I’m so glad Judy and Gary got to come. Gary always knows exactly where he is. Judy pays attention to details and points them out to me. I always learn from them. My brother, Garrett, is a researcher and organizer. I think that Rupiper needs to hire him to make all flight reservations and organize the trip. Carol is the social bee, so when I’m with her, I learn a lot about people. She is so sweet and kind that people find her easy to talk to. I, for the most part, just like to sit back, watch, take photos, and write. I don’t think we had a moment of discord on this trip.
I thank Garrett and Carol for encouraging me to come and helping me at every turn. I will always remember Garrett helping me roll up my special incline pillow every time we went to a new motel or hotel. And he was the one to figure out how we could both get our pillows into our luggage.
My greatest disappointment was not being confident enough in ocean waters to snorkel on the Great Barrier Reef. I snorkeled in Hawaii successfully, but the waters were very calm and a boat was nearby and I didn’t have to wear an ill fitting Lycra body suit. Yuck!
Maybe my most special memory was sitting out under the stars at Uluru. It was at that moment that started to appreciate the dots of Aboriginal design. Magic.
Since my WordPress blog plan would charge me for uploading videos to Mosquito Travels, I decided to make a movie and just include a lot of photos and video that you have not seen. It is long-sorry, but halfway through is the video of the kangaroo falling into the ditch. I also included didgeridoo performances, bungee jumping, sheep shearing, and dogs herding sheep. (In the first dog/sheep video you can see the lamb going away from the flock and how the dogs tried to bring it back.) Here is the link. (Just click on “link.”)

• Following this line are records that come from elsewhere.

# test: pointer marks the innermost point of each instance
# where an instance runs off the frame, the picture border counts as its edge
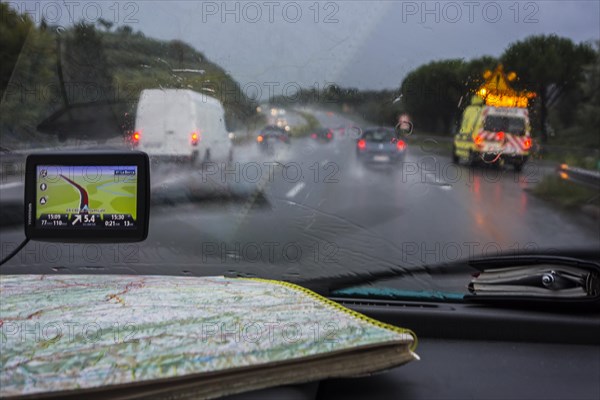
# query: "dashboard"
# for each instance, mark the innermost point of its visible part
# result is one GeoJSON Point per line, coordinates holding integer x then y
{"type": "Point", "coordinates": [473, 351]}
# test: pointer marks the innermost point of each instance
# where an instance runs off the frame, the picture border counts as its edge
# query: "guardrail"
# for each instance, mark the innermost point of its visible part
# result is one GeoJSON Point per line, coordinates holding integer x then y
{"type": "Point", "coordinates": [579, 175]}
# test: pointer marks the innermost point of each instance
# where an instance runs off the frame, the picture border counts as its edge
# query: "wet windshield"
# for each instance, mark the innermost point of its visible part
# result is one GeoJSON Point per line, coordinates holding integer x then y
{"type": "Point", "coordinates": [194, 84]}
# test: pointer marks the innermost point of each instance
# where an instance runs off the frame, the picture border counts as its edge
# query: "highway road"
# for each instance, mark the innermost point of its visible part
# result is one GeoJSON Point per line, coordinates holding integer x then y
{"type": "Point", "coordinates": [311, 210]}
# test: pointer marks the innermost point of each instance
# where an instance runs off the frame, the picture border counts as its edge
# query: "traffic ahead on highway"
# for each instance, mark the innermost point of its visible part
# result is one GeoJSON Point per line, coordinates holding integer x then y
{"type": "Point", "coordinates": [431, 165]}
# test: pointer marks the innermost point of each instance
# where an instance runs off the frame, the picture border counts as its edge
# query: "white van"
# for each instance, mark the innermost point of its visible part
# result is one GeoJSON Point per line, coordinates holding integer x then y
{"type": "Point", "coordinates": [181, 124]}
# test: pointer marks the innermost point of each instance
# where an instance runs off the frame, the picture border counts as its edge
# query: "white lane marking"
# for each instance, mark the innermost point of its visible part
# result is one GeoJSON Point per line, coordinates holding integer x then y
{"type": "Point", "coordinates": [295, 190]}
{"type": "Point", "coordinates": [9, 185]}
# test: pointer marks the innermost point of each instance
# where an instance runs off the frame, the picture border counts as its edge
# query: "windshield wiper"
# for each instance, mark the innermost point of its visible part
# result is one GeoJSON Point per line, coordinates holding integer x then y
{"type": "Point", "coordinates": [576, 271]}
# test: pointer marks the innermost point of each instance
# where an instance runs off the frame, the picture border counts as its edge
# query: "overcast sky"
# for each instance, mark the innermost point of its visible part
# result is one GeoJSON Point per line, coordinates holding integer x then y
{"type": "Point", "coordinates": [369, 45]}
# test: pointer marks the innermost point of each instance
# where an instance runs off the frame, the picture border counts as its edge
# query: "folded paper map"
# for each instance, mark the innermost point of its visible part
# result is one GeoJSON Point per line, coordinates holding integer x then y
{"type": "Point", "coordinates": [122, 336]}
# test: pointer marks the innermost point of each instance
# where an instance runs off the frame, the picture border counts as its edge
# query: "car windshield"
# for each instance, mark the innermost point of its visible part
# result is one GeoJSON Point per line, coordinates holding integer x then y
{"type": "Point", "coordinates": [194, 84]}
{"type": "Point", "coordinates": [495, 123]}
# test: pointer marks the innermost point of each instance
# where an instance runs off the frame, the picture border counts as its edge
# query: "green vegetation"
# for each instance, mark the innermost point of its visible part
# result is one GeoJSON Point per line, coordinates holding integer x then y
{"type": "Point", "coordinates": [566, 194]}
{"type": "Point", "coordinates": [565, 113]}
{"type": "Point", "coordinates": [45, 69]}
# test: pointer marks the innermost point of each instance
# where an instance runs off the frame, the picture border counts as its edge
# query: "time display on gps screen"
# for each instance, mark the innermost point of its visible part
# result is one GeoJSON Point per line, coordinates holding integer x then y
{"type": "Point", "coordinates": [86, 196]}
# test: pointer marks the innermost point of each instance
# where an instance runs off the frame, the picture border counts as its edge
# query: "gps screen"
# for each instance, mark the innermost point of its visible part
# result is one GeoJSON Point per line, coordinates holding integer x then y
{"type": "Point", "coordinates": [89, 197]}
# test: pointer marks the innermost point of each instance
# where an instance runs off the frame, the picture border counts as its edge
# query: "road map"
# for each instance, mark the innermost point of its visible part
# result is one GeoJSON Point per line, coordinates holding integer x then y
{"type": "Point", "coordinates": [85, 194]}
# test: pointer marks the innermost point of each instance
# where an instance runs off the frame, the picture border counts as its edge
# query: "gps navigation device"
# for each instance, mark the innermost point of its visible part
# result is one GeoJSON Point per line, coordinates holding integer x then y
{"type": "Point", "coordinates": [87, 197]}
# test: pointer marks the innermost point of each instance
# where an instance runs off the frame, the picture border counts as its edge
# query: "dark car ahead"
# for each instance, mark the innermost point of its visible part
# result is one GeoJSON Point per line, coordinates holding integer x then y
{"type": "Point", "coordinates": [322, 135]}
{"type": "Point", "coordinates": [380, 145]}
{"type": "Point", "coordinates": [271, 137]}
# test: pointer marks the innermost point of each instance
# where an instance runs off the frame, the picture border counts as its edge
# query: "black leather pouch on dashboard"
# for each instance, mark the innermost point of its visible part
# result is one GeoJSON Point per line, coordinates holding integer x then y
{"type": "Point", "coordinates": [531, 281]}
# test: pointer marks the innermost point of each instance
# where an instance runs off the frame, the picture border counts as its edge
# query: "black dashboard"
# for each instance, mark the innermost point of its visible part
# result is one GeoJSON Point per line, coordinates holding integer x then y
{"type": "Point", "coordinates": [473, 351]}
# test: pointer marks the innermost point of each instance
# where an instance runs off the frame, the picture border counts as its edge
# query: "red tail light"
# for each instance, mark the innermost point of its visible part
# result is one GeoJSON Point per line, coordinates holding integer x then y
{"type": "Point", "coordinates": [135, 138]}
{"type": "Point", "coordinates": [478, 140]}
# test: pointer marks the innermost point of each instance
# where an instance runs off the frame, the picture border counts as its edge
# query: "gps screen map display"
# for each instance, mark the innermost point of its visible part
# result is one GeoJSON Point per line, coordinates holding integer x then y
{"type": "Point", "coordinates": [89, 196]}
{"type": "Point", "coordinates": [86, 196]}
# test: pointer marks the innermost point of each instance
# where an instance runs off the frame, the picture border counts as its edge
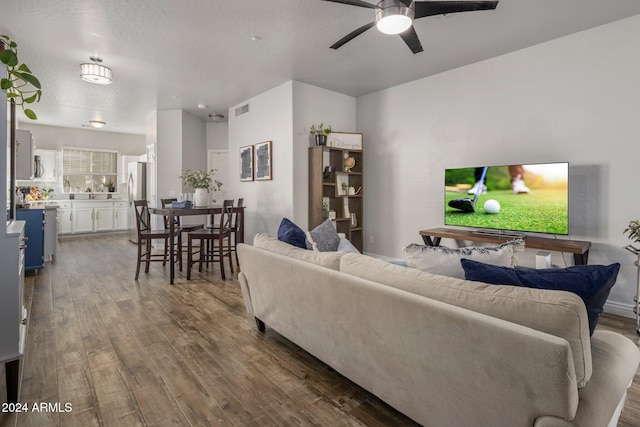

I think that I’m speaking for all of us when I say that Rupiper Tours was excellent and that Brent Rupiper did a fine job of shepherding us Down Under. Rupiper Tours have a farm focus, and, wonderfully, farmers willing to take a bus load of hungry tourists into their homes and feed them lunch.
If you are contemplating a trip to Australia and New Zealand, I can recommend reading, In a Sunburned Country by Bill Bryson. He’s a travel writing humorist, and this book was out loud funny at times.
Thank you dear readers for taking this extraordinary journey with me. I’m not sure where Mosquito Travels will go next, but I’ll let you know. Actually I have to say that I’m a little disappointed not to have gotten more information about mosquitoes in the Southern Hemisphere. I know they are there, but for some reason, they seemed to be hiding under bushel baskets on our trip.
Last, but not least, is a thank-you to Ken, who made sure I took this trip. He knew I would enjoy it, and he unselfishly let me go. When I arrived home on Friday, the house was clean, dinner was in the oven, and the dog was groomed. I married a special guy.
I knew I was home when Mt. Adams, Mt. St. Helens, and finally Mt. Rainier framed the jet window. I was also served tea on Alaska Airlines that tasted like coffee (hot water obtained by pouring it through a coffee maker). Home sweet home.